As I explored in my heart what is going on with my desire to vow myself to a life of celibacy, I began to hear the Lord’s call with much greater clarity. The first thing I heard was: Relax. Don’t be so busy making this difficult — relax and enjoy the journey. I have good things in store for you. And then: Just relax, and lean into Me. Don’t worry so much about whether you are doing all the right things. Just do all things in the joy of your calling.  

When I took these words to heart, I realized that I had been doing the same thing that got me in trouble when I was in the convent years ago; I had fallen into the trap of seeing my prayers and devotions as a series of things to get done and move on from. And they are, truly, so much more! The sense of God’s presence that comes from just sinking into one of the liturgical hours of the Divine Office, from prayerfully and slowly reading the Psalms and Canticles and listening quietly for the Holy Spirit’s promptings — this is a path to peace and joy and richness.

The next thing that I began to think about was the way that grace has led me to the point of a vow of celibacy and to seek a life as a consecrated widow. The Holy Spirit will not be outdone, either. He had the answer to the question, Who do you think you are, anyway — making vows and setting yourself in such a special position? 

The answer goes something like this: The person with a charism of celibacy has received a gift — a gift, by definition unearned and even unsought; a gift which enables her to better serve her God and to better serve His people. The person who lives out this charism through a vow of celibacy and a consecration of her life to the service of God in His people is responding to God’s call — to the voice of her Creator, the call of her Redeemer, the urging of her Sanctifier — and responds not for her own sake but out of love and for the glory of God.

The idea that a vow of celibacy is a turning away from the natural order of things is a misnomer. In fact, the idea that celibacy is the giving up of something that is essential to all people is a disservice to the wonderful way that God works in His people. And the concept that vowed celibates cannot understand or counsel those who are called to marriage and family life is a concept that ignores the infinite power of the Spirit and Word of God.
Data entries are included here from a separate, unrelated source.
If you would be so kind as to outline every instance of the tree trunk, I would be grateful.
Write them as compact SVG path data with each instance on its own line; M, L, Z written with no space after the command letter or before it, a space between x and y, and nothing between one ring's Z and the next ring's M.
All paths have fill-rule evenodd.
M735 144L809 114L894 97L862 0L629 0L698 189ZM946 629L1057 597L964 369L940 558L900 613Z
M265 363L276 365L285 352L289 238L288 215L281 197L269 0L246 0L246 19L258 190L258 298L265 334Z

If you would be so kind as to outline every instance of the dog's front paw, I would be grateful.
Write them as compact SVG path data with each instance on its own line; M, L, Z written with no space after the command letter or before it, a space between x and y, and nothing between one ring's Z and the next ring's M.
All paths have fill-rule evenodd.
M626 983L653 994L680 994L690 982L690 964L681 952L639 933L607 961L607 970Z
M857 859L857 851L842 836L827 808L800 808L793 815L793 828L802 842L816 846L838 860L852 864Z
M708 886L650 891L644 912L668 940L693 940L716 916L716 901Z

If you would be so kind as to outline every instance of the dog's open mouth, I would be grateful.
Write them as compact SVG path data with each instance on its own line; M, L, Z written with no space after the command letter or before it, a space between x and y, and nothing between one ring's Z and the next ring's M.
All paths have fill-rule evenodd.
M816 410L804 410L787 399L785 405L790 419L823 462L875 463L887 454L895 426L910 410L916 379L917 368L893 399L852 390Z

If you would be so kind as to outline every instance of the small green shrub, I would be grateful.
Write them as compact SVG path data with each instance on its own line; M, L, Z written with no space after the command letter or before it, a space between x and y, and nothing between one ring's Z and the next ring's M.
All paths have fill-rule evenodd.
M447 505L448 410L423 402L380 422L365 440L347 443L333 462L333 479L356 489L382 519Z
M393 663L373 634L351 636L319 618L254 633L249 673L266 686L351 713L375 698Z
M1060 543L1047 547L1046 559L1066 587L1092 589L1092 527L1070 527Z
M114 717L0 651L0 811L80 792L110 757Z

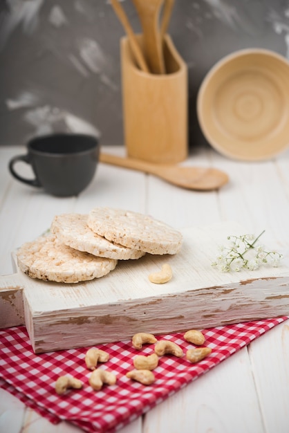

It is true, of course, that God in His infinite wisdom created humanity such that new lives are created through sexual relationships between men and women. And to that end, He fashioned us with the ability and desire to experience these relationships so that—again as God wills—the human race may continue as an expression of God’s love.

God also fashioned us with free will, and by definition this means the freedom to choose among options for goodness as well as to choose sin. What it does not mean is that one way of life is representative of our “needs”—needs which we consider ourselves entitled to fulfill—while another is inherently limiting because the fulfillment of those needs is set aside.

When we put these decisions in such tiny boxes, we seem to limit the power of God.

What if, instead, we saw this range of lifestyles as meaningful responses to the many ways God calls His people to serve Him?

When I consider the whole of my life story and faith journey up to this point, it occurs to me that even my failures to serve Him in the way that I lived previously as a married person serve as a kind of guidebook to this new call. My life has come full circle from those early days when I could not quite grasp the depth of my vocation. Through years of a spiritual struggle that I didn’t really even see was happening, through years of my challenging God with the crooked lines I laid out for Him to write with, He has always been there, waiting patiently, watching out for me, keeping me from doing too much damage, and ultimately writing so very straight with those very crooked lines until I opened my heart to His grace.

Today, I begin anew my journey to a vowed life of celibacy and service. With my Lord’s help, may I turn from each doubt and question to the peace of prayer and grace. With the love of a Lord Who will not be outdone, may I just relax and lean into Him and do all things in the joy of my calling.

Yes. Jesus will not be outdone, and I can live with that.